I recently had to change my AD password for my admin credentials, and of course I waited until a Friday at 3pm to do it.
Immediately after changing my password I started to get locked out very rapidly. I had my colleague unlock my account and we started to try to determine where it was happening.
I first went to all of the places where I was lazy and used my credentials to bind to vCenter or to AD. This included my two Log Insight instances in our Lab (both vSphere Integration and Authentication). I switched both of those to a service account but I was still having issues.
I then had my coworker check if I had any RDP sessions on the Windows servers I typically use (jump servers, vCenter, SRM, utility servers). No dice there.
I remembered from a few years ago that someone in the company wrote a simple program that scanned all of the domain controllers and told you if that account was disabled/locked there, how many bad password were submitted and when the last one was. All of the bad passwords were occurring on two domain controllers in the same site (I will call this site A)
The only thing at that site I could think of was possibly a new SRM installation. I re-installed SRM using a service account and ensured that the sites were connected not using my credentials. Still no dice.
At this point I needed some help. Our AD team sends the security logs to QRadar so they were able to tell me the exact server that was locking me out. The server that was locking me out was the SSO server for the vCenter in site A. Progress!!!
I logged into the SSO server and looked at the following log:
C:\ProgramData\VMware\CIS\logs\vmware-sso\vmware-sts-idmd.log
2014-11-17 16:26:10,350 INFO [IdentityManager] Authentication failed for user [mycreds@domain] in tenant [vsphere.local] in [10] milliseconds
That was super informative.
I then went to the vCenter and looked at the vpxd.log and saw this:
2014-11-17T16:06:00.351-06:00 [07992 info ‘[SSO]’ opID=1b1c80cb] [UserDirectorySso] Authenticate(domain\mycreds, “not shown”)
2014-11-17T16:06:00.382-06:00 [07992 error ‘[SSO]’ opID=1b1c80cb] [UserDirectorySso] AcquireToken exception: class SsoClient::InvalidCredentialsException(Authentication failed: Invalid credentials)
2014-11-17T16:06:00.382-06:00 [07992 error ‘authvpxdUser’ opID=1b1c80cb] Failed to authenticate user <domain\mycreds>
Again, super informative.
I found this post by William Lam in the forums where he talks about tracing back a rogue logon: https://communities.vmware.com/thread/296871
He also has a full blog post: http://www.virtuallyghetto.com/2010/12/how-to-identify-origin-of-vsphere-login.html
Unfortunately I don’t believe that his steps 1) apply to vCenter with SSO 2) really deal with a failed login
One of the steps he mentions is to use netstat to see what servers have connections to the vCenter. This worked OK, I did start digging in and looking at each server. What I started to do was to eliminate all of the servers that were connected via 443, this included the SRM servers and some other ones. At the end, I eliminated everything except the vCenter itself, which I knew wasn’t running my credentials.
At that moment I noticed that there was a Netapp icon on the desktop for the VSC…
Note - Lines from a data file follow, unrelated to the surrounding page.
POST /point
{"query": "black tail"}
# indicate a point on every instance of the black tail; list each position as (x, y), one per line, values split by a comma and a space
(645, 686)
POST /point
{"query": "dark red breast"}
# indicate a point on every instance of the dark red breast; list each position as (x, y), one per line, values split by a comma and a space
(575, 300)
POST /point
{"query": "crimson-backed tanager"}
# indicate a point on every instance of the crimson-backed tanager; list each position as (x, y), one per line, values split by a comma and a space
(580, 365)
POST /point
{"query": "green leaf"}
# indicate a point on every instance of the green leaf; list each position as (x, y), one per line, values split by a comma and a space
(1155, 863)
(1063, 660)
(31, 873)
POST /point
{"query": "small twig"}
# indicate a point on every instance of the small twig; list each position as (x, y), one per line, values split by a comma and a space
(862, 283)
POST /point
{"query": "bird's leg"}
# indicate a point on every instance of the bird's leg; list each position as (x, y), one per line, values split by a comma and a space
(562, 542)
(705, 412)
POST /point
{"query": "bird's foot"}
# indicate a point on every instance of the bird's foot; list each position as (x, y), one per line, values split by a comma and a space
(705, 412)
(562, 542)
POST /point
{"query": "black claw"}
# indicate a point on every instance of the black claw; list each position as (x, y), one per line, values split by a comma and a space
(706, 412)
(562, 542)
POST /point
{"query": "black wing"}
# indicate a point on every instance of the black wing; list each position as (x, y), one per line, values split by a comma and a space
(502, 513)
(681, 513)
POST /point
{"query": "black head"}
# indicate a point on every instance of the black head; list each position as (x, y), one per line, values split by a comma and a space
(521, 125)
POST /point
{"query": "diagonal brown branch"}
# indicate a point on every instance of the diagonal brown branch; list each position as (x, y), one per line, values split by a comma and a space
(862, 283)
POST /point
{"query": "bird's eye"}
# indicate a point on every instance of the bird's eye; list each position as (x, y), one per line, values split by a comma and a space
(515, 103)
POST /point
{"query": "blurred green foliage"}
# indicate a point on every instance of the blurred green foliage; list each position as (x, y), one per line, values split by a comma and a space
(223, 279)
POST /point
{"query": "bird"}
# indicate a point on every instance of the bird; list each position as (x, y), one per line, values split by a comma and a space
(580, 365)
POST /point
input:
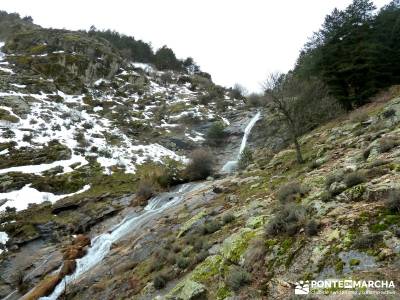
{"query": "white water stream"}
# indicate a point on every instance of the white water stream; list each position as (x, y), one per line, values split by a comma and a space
(231, 165)
(101, 245)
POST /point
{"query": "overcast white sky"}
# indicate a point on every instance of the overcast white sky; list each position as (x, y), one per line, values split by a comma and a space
(236, 41)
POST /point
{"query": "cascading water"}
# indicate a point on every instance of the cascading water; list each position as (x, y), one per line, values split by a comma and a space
(231, 165)
(101, 244)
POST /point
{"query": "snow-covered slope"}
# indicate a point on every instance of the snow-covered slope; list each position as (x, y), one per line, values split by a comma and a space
(116, 122)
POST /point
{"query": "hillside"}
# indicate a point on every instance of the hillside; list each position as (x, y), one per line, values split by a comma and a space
(121, 180)
(234, 236)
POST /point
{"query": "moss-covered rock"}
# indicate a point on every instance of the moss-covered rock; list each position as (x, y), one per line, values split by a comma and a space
(355, 193)
(188, 224)
(187, 290)
(236, 244)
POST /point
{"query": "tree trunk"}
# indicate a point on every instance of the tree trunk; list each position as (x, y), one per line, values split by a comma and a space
(299, 157)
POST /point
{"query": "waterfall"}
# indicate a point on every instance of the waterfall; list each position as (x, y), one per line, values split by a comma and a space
(231, 165)
(101, 245)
I know I installed the VSC earlier in the year, and it may have been registered with my credentials, though I had been through 2-3 password changes since. I didn’t use the VSC for this environment so I uninstalled it. I looked at the vCenter and SSO logs, and no more failed logins! I then had my AD account unlocked and it has stayed unlocked with no bad passwords.
The main lesson learned it to always use a service account to run stuff, join stuff, register stuff etc. Also, use a separate account per application, and possibly per application instance so one password change doesn’t take down everything. Having the right tools helps a lot as well, QRadar narrowed things down immensely. At that point, eliminate eliminate elminate and don’t dismiss the obvious answers.
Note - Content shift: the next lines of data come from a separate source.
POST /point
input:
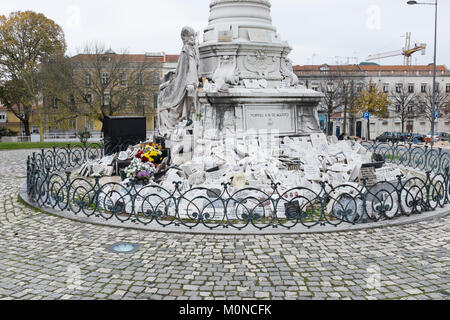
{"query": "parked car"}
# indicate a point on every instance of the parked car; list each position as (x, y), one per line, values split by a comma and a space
(438, 136)
(420, 137)
(404, 137)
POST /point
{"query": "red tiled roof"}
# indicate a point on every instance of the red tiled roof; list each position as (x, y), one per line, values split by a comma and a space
(135, 57)
(355, 68)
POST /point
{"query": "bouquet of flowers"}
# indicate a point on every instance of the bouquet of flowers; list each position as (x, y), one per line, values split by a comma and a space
(150, 153)
(140, 171)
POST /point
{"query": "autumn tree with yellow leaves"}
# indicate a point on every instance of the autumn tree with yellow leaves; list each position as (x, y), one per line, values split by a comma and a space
(27, 39)
(373, 101)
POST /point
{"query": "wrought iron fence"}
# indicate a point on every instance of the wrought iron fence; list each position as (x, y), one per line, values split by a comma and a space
(276, 207)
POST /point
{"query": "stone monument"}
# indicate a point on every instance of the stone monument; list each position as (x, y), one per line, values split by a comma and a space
(250, 83)
(244, 81)
(178, 95)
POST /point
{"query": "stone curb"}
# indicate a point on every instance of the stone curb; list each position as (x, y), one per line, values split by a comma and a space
(439, 213)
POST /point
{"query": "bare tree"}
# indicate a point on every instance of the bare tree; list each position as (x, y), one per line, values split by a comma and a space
(405, 102)
(349, 96)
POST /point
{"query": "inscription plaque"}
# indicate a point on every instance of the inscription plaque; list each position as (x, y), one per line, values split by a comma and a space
(279, 118)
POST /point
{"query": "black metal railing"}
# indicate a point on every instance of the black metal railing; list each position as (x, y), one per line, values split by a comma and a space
(49, 184)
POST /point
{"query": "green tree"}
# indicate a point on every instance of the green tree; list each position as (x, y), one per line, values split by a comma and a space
(27, 39)
(373, 101)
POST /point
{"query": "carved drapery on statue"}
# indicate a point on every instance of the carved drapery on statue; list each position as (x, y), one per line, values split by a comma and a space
(178, 96)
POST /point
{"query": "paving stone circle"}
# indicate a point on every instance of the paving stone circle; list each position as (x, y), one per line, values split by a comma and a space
(46, 257)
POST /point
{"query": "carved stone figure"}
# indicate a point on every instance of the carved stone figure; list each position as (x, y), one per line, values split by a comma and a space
(287, 70)
(178, 96)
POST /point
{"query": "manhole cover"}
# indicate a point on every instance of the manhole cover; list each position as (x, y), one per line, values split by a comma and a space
(124, 247)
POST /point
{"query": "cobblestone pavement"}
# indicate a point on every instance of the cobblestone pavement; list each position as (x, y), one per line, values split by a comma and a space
(45, 257)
Note: I could have also tried to re-register the VSC by going to:
https://localhost:8143/Register.html
on the server where the VSC was installed (in this case the vCenter).
Pingback: Newsletter: November 29, 2014 | Notes from MWhite
Thanks for this, Chris! I had the same exact issue…VSC was setup by a previous employee and I was going nuts trying to find the culprit!
Glad it helped!
I had the same issue, found a lot of useful information but none that resolved the issue. Disabling the Plugin didn’t help either. Re-registering with a service account fixed it. thank you Chris.
Glad it helped!
Pingback: Finding Location of Failed vCenter Login Part 2 | Virtual Chris
More than two years after posting, your article remains useful. We had this issue yesterday and I was pulling my hair out trying to find the culprit. For resolution, we took the re-registration route for now; we’ll be registering with a password-static service-account eventually.
Have you found out exactly why the application behaved in this manner? The person who installed it said he only installed it; he didn’t know he was registered.
In any event, a good call on your part in suspecting the NetApp plug-in. Thank you.
Glad it helped! I think people install the plugin using a set of creds not realizing that the creds are used for connection. Would be better if this registered as a solution and created a sso user.